Nonimmediate Restoration of Platelet Count--For patients who do not require an immediate increase in platelet count, the institution of antiretroviral therapy, if the patient is not yet on such therapy, may be warranted. Normalization and partial responses of platelet counts have been noted with the institution of zidovudine therapy [36,37].
Interferon-alfa (Intron A, Roferon-A) also has been shown to be efficacious in treating patients with HIV-associated immune thrombocytopenia in several small studies, although it may be more beneficial in patients with less advanced HIV disease [38-40]. Partial responses appear to be more common than complete normalization of platelet counts, and the drug is relatively well-tolerated at doses of 3 million units given subcutaneously three times a week.
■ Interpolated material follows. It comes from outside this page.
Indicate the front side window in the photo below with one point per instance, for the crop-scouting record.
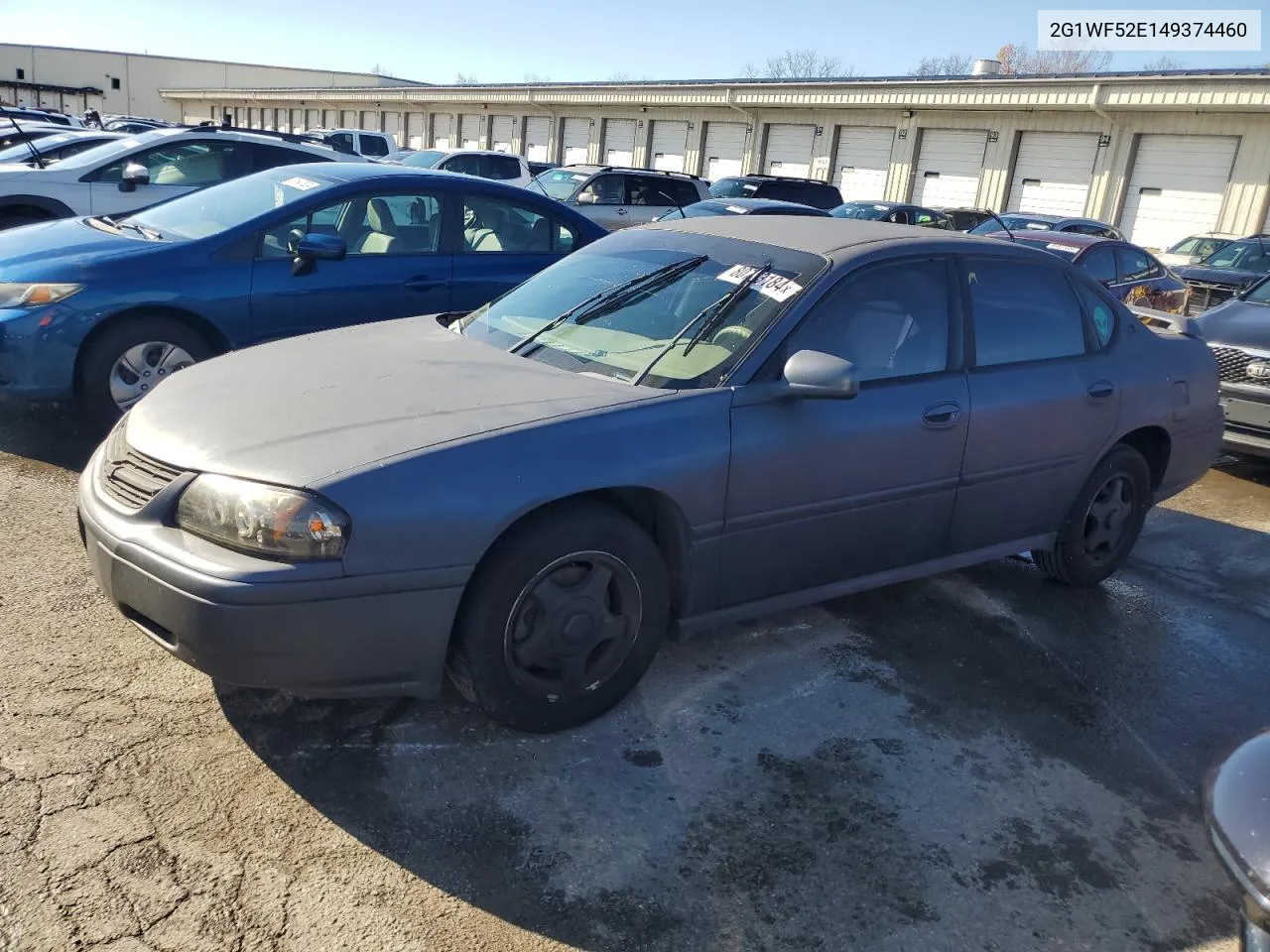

Intravenous or intramuscular administration of anti-D immunoglobulin has been shown to benefit some Rh-positive patients who, preferably, have not had a splenectomy [41-43]. The presumed mechanism is Fc-receptor blockade by antibody-coated RBCs substituting for the antibody-coated platelets. Clinically significant hemolysis does not appear to complicate this approach .
The nonandrogenizing testosterone danazol(Drug information on danazol) (Danocrine), initially thought to effectively reverse HIV-related thrombocytopenia, has not proved to be efficacious in large-scale clinical trials. Less widely accepted interventions include vincristine and plasmapheresis.
Observation--In the spectrum of HIV-infected individuals, patients with isolated thrombocytopenia associated with HIV infection are generally the most healthy. Clinical bleeding is minimal in these patients, responses to therapeutic interventions are variable, and spontaneous remissions do occur. Thus, a viable alternative is to simply observe the patient closely and institute no therapies directed at correcting the thrombocytopenia until necessary.